Одной из особенностей созданной Рудольфом Штейнером духовной науки является то, что она в гораздо меньшей степени (и даже в порядке исключения) усваивается с помощью традиционно–духоведческих средств, чем средств, асимметричных ей или даже на внешний взгляд неадекватных. Совсем не легко найти путь к антропософии, если читать штейнеровскую «Теософию» после, скажем, «Тайной доктрины» Блаватской. Напротив, было бы недоразумением не увидеть в «Теософии» имманентное продолжение и завершение «Антропогении» Эрнста Геккеля. Беря другой пример: с миром духовной науки Штейнера осваиваются надежнее через нигилиста Штирнера, чем через идеалиста Гегеля. От Гегеля можно скорее достать до Плотина, Платона или даже до–сократиков, чем до антропософии. Здесь открываются перспективы, неожиданность которых объясняется тем, что они возникают не из традиции, а из спонтанностей понимания и присутствия духа.
2.
Можно ли, будучи антропософом, воздать должное философу Сартру,
столетие со дня рождения которого празднуется в этом году? Допустив, что быть антропософом как раз не значит: вариться в собственном (антропософском) соку, осыпая упреками, а то и вовсе обходя молчанием философов, не удосужившихся заметить Рудольфа Штейнера. Антропософ не упрекает и не замалчивает, то есть, он как раз не делает того, что по обыкновению делают с ним. Напротив, он с повышенным интересом фиксирует молчание философов вокруг мира мыслей антропософии. В понимании причин этого молчания он надеется даже узнать о философах больше, чем из их изощренных дискурсов. Молчание, которым философы обходят философские и антропософские труды Штейнера, имело бы смысл, будь названные трудычастным мировоззрением, а не вместе с тем и фактором мира, присутствие и воздействие которого не делается слабее оттого, что его не замечают или, замечая, ни во что ни ставят. Философы вольны не знать Рудольфа Штейнера. Для антропософа интересно не то, как философы — nomina sunt gloriosa — относятся к антропософии, а насколько завуалированно, деформированно, карикатурно опознается антропософия в изломах их мысли.В заключительной главе штейнеровских «Загадок философии» («Кратко изложенный обзор антропософии») мы читаем[60]
: «При рассмотрении формирования философских мировоззрений от античности до нашего времени в устремлениях и поисках мыслителей обнаруживаются глубинные течения, которые не находят у них осознанного и полного выражения, а пребывают в них сугубо инстинктивно. В этих течениях есть действенные силы, которые дают идеям направление, зачастую и форму, однако, как таковые остаются скрытыми от ищущего духовного взгляда этих мыслителей. Изложение в их сочинениях часто производит такое впечатление, будто их авторы движимы скрытыми силами, не внушающими им доверия и даже отпугивающими их. […] То, что утверждается в этих мыслительных мирах, есть выражение познавательных сил, которые — пусть неосознанно — владеют философами, не находя, однако, какого–либо сознательного развития в их идейных конструкциях».4.
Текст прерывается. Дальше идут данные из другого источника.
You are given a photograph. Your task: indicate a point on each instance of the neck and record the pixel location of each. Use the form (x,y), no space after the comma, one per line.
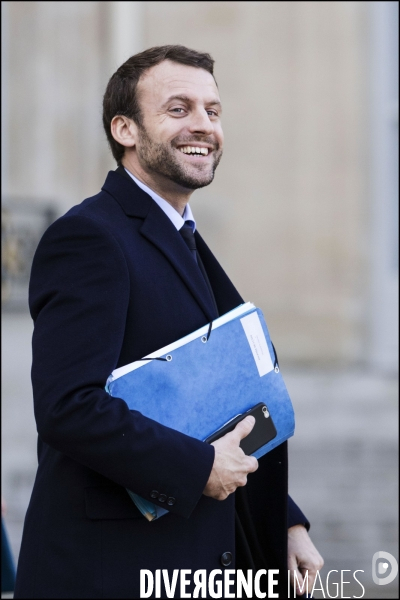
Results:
(173,193)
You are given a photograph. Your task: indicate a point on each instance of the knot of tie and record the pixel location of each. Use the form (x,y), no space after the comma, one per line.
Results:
(186,232)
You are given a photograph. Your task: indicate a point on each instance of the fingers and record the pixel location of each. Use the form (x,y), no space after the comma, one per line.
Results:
(244,427)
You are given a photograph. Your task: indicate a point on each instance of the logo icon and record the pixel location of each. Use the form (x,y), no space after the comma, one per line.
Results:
(384,568)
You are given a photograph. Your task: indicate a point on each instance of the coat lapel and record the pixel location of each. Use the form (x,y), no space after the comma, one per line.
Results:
(159,230)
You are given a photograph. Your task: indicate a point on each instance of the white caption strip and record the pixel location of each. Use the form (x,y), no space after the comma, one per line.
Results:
(258,344)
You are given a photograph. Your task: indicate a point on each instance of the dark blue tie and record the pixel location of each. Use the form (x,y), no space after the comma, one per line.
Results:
(187,233)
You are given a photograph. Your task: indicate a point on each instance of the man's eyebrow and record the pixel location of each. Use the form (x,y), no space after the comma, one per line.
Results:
(190,101)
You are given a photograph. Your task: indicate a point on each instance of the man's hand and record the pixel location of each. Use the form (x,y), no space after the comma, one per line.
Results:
(302,556)
(231,465)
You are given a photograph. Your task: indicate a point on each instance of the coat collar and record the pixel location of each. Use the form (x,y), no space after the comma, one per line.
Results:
(158,229)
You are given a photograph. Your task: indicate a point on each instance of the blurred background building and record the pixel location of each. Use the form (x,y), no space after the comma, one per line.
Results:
(309,181)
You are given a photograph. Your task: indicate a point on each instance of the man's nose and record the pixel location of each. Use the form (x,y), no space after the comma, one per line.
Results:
(200,122)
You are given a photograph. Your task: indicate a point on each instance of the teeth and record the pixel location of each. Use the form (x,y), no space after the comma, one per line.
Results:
(194,150)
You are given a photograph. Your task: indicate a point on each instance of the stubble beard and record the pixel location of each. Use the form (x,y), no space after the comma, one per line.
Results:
(161,159)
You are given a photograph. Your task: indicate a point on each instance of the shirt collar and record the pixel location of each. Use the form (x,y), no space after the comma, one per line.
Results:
(169,210)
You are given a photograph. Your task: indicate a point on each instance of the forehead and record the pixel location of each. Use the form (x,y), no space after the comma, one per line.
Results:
(169,78)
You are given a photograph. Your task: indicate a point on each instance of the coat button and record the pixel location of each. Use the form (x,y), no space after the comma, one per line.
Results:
(226,559)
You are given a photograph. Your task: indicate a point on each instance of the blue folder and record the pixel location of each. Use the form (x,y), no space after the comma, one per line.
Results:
(209,377)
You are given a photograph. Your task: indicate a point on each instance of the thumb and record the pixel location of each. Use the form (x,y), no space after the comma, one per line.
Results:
(244,427)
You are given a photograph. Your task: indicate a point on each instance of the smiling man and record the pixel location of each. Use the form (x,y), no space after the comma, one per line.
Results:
(119,276)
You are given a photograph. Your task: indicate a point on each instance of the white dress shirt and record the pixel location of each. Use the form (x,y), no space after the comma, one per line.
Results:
(169,210)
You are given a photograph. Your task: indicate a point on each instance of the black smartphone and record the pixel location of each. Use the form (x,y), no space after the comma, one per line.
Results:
(263,431)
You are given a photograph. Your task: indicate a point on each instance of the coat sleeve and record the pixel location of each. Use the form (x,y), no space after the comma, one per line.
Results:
(78,297)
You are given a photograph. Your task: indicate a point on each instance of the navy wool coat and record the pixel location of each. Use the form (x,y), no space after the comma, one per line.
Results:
(113,280)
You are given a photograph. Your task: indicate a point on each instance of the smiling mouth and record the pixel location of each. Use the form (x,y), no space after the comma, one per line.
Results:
(194,150)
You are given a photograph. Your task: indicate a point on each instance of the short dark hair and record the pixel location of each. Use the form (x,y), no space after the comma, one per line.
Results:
(121,97)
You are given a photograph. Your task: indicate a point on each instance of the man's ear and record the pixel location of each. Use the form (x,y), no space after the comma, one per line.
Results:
(124,131)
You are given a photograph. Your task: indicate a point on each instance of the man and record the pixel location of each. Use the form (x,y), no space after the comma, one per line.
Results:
(114,279)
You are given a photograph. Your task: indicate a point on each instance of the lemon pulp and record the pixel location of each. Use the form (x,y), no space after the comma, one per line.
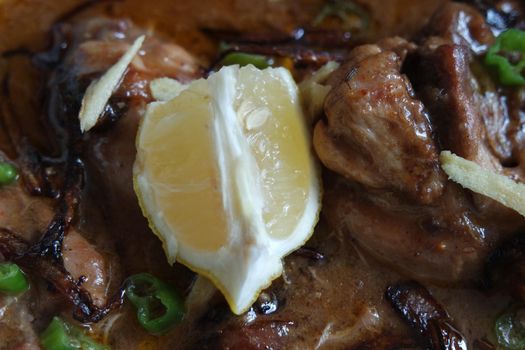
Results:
(225,175)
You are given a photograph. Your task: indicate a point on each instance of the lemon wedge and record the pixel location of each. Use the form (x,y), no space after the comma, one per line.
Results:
(226,177)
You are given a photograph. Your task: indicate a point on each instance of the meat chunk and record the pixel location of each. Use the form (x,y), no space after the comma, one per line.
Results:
(444,233)
(376,133)
(417,307)
(87,265)
(462,25)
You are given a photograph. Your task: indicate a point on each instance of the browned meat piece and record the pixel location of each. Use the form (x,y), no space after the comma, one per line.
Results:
(419,309)
(501,14)
(376,133)
(87,265)
(505,267)
(472,117)
(440,243)
(447,237)
(462,25)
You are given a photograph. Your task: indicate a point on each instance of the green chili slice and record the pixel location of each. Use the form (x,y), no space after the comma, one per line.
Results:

Скрытые силы, неосознанно владеющие философами и даже отпугивающие их, суть антропософия.
Разумеется, не в том смысле, как её понимают всякого рода справочники и энциклопедии, а в том, как она сама понимает себя. Именно: как некий факт на называющейся познанием ступени эволюции. Иначе: антропософия — это такое самосознание мысли, в котором мысль осознает себя как «наиболее совершенное звено в ряду процессов, образующих вселенную» (Р. Штейнер). В свете этого понимания мы читаем цитированный отрывок имманентно, и обозначаем силы познания, инстинктивно живущие в философах и не находящие в них сознательного развития, как антропософские. Это заключение не имеет ничего общего ни с полемикой, ни с провокацией. Ибо: если антропософия хочет быть «путем познания, ведущим духовное в существе человека к духовному во вселенной» (Р. Штейнер), то, наверняка, путь этот открыт не только антропософам, но и не–антропософам, что бы ни думали на этот счет те и другие. Следует ясно различать антропософию, как представление о духовном, и антропософию, как само духовное. О первой можно молчать или говорить что угодно. Избежать второй — не в термине, а по существу, — нельзя. Больше того: при случае на след последней нападают скорее в ином не–антропософском молчании, чем в стреляных гильзах антропософского говорения.5.